Russell is also active in the community. She is an usher at St. Luke Baptist Church in Syracuse and works with the youth group and junior choir. She also mentors and guides young people facing challenges and assists them by providing clothing and other necessities.
Russell was recently recognized by the Office of Multicultural Affairs, the Caribbean Student Association and the Office of Multicultural Advancement with the Trailblazer Award, given out at The Black Lounge annual dinner and music celebration, held this year on Feb. 2.
The Trailblazer Award recognizes exemplary leadership, selfless acts and dedication to the Black community at Syracuse University and in the community, says Cedric T. Bolton, coordinator of student engagement with the Office of Multicultural Affairs.

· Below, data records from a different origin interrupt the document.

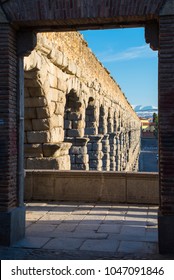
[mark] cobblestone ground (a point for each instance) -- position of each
(87, 231)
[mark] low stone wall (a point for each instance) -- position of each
(118, 187)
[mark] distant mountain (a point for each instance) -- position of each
(145, 111)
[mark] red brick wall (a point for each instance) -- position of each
(75, 12)
(8, 110)
(166, 113)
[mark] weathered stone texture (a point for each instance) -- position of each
(69, 96)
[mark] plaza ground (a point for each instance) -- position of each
(69, 230)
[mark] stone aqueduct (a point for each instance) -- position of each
(19, 20)
(76, 116)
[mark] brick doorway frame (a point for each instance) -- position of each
(19, 20)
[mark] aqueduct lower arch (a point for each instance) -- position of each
(19, 19)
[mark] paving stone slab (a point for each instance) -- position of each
(32, 242)
(100, 245)
(108, 228)
(64, 244)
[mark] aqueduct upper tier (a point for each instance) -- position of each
(76, 116)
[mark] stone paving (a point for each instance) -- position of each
(87, 231)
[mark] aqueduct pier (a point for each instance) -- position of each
(19, 20)
(76, 117)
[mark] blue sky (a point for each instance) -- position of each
(130, 61)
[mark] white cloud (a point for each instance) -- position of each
(129, 54)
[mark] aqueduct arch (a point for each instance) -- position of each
(19, 19)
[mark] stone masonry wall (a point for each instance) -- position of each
(76, 116)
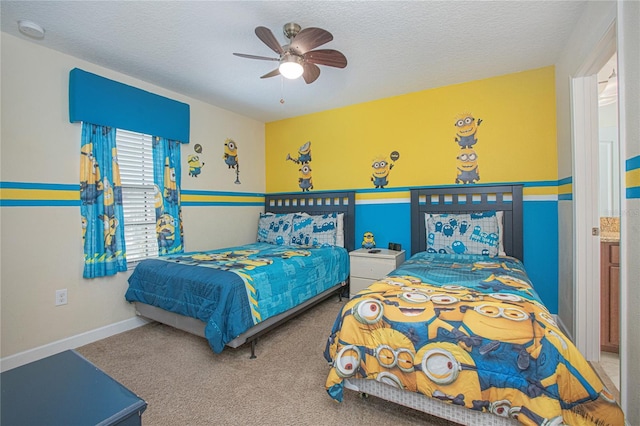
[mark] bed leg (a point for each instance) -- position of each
(253, 349)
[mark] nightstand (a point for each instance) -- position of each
(367, 267)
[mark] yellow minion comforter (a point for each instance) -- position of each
(471, 331)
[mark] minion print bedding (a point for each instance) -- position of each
(233, 289)
(468, 330)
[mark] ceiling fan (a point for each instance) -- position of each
(297, 58)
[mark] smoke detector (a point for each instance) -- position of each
(31, 29)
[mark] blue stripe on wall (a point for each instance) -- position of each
(31, 185)
(540, 222)
(633, 163)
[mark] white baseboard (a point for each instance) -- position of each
(562, 327)
(21, 358)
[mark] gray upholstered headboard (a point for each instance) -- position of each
(318, 203)
(467, 199)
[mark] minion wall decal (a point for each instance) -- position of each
(195, 165)
(304, 154)
(231, 157)
(466, 130)
(368, 240)
(467, 166)
(305, 181)
(381, 168)
(170, 188)
(466, 137)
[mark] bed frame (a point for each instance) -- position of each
(468, 199)
(456, 199)
(314, 203)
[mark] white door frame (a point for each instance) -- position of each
(586, 249)
(585, 149)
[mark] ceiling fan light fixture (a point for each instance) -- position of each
(291, 66)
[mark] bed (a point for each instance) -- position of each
(234, 295)
(462, 335)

Russell was humbled to be honored. “I was in shock,” she says.
“There are people who have been a motivation and inspiration to our students, and it’s important to celebrate them,” says Bolton. “She’s just so genuine, and she’s there for people when they are in need. I’ve seen her interact with students, staff and faculty for my 15 years here, and she has an incredible spirit.”

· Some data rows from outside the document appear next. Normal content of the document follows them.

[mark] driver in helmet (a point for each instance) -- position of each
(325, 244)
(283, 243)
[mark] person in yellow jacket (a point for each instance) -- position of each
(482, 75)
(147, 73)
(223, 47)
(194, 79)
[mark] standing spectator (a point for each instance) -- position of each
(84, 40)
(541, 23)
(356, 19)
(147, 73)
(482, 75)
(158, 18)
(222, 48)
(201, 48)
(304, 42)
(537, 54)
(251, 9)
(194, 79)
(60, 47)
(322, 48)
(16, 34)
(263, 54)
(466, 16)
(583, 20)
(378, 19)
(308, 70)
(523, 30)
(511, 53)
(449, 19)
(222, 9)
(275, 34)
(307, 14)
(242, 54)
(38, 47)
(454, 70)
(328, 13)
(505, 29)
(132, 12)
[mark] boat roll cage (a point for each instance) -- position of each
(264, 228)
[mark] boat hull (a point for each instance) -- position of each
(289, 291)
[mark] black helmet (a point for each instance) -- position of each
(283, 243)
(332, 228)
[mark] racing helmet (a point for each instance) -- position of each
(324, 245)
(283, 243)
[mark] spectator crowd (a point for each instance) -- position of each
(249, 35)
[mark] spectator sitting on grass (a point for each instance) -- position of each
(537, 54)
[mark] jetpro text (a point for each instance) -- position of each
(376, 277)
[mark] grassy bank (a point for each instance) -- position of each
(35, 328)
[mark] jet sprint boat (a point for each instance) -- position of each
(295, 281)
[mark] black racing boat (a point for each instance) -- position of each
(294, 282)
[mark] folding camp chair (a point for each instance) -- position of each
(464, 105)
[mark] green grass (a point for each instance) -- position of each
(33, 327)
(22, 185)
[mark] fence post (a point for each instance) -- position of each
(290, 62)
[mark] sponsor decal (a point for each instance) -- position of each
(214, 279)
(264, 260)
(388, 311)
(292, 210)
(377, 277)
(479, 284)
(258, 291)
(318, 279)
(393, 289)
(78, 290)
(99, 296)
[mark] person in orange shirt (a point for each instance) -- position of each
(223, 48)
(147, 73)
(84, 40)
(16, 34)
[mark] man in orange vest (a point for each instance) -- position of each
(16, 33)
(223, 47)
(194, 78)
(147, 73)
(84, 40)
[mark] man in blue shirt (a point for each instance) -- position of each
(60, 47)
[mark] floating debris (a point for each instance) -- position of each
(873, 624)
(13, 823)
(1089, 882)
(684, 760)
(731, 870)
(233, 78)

In 2014, Russell was honored with the Martin Luther King Jr. Unsung Hero Award at the annual Martin Luther King Jr. Celebration. The awards are presented annually to people who, in the spirit of King’s “beloved community,” have made a positive difference in the lives of others but who are not widely recognized for their efforts.
“That honor will be in my heart until I die,” Russell says. “The award is so meaningful because of Dr. King and all that he did for the Blacks. He led us to a better place, and it means a whole lot. He did it all for us.”